In addition, Do-Not-Call (“DNC”)
requirements require organizations to check “ Do-Not-Call” registries prior to sending marketing messages addressed to Singapore
telephone numbers, through voice calls, fax or text messages, unless clear and unambiguous consent to such marketing was obtained from
the individual.

Non-compliance with the Singapore
PDPA may attract financial penalties or even criminal liability. The PDPC has broad powers to give any such directions as it thinks fit
to ensure compliance, which include requiring an organization to pay a financial penalty. In this connection: (i) in the case of
contravention of the parts of the Singapore PDPA which sets out the obligations of organizations relating to data protection (including
the obligation to protect and care for personal data, and to conduct assessments of data breaches), the maximum financial penalty that
may be imposed: (a) on an organization whose annual turnover in Singapore exceeds S$10 million is 10% of the organization’s
annual turnover in Singapore, if the contravention occurs on or after October 1, 2022; and (b) in any other case is S$1 million;
and (ii) in the case of contravention of the DNC requirements, the maximum financial penalty that may be imposed is S$1 million.

Regulations on Foreign Investment and Exchange
Control

Singapore does not have an umbrella
regime for regulating foreign investment. Instead, foreign investment is regulated (if at all) by sector. Singapore imposes no significant
restrictions on the repatriation of earnings and capital, or on remittances, foreign exchange transactions and capital movements.

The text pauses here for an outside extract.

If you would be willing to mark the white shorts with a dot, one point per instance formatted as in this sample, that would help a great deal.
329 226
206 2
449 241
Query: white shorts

Regulations on Takeovers and Mergers

Takeovers and mergers of Singapore
companies are regulated by the Singapore Code on Take-overs and Mergers (the “Singapore Takeover Code”), which
is administered by the Securities Industry Council of Singapore (the “ SIC”). The Singapore Takeover Code applies to both public
companies and, in some cases, private companies with more than 50 shareholders and significant net tangible assets.